<<<<<<CASE STUDY>>>>>>

Slack, an Example of Pivoting and Planning

SLACK, THE GROUP-MESSAGING system, is one of the fastest-growing business applications in the world. But it didn’t start life as the workplace productivity tool that millions of people now use.

In 2009, entrepreneur Stewart Butterfield, who had previously co-founded photo-sharing website Flickr, decided to launch a social gaming company in Vancouver. The startup, called Tiny Speck, quickly raised $1.5 million in early-stage financing. While it spent four years as a gaming company, its main product—a game called Glitch—couldn’t sustain the business.

In October 2012, Butterfield and his partners made the decision to shut down Glitch (he recalls breaking down in tears, telling his forty-person staff). They offered investors their remaining money back, about $5 million, but were told to keep it and try to build something else with a skeleton crew.

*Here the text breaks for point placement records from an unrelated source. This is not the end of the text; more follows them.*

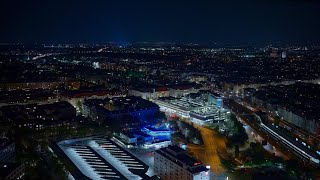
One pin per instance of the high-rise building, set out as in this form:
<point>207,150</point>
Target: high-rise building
<point>172,162</point>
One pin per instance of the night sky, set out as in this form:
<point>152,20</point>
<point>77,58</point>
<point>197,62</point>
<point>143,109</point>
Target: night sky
<point>222,21</point>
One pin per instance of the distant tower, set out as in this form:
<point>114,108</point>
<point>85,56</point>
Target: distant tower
<point>283,54</point>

They hit on one idea so obvious no one remembers exactly who suggested it first. While building Glitch, the team had been communicating via an internal communication system. It was a messaging tool “which we really liked,” Butterfield says. Maybe other companies would like it too? “It was a very short hop from there to “we should try to make this a product.”

Over the next seventeen days, Butterfield typed out a pitch deck (a presentation, usually based on slides, that provides investors with an overview of your business). He outlined what Slack would be: All your team communication in one place, instantly searchable, available wherever you go, a platform that “builds up to the edge” of other applications, like Excel or PowerPoint, but doesn’t seek to reproduce them. Almost to a letter, it’s the roadmap Slack has followed.

Some 8,000 companies signed up for Slack as soon as it launched. Within a year, it had 140,000 daily users. In October 2014, Slack officially became a unicorn (a tech startup worth more than $1 billion). By January 2017, it had more than 5 million daily users and had raised $540 million in funding.

An investor in Slack, Twitter co-founder Biz Stone, says aspiring entrepreneurs can learn from the company’s story. “Build a prototype just to see if your idea is a thing or not,” says Stone, who had invested in Slack when it still was a game developer. “You have to start somewhere and see where it takes you.” And then once you’ve found your way, map out the rest of the journey to success.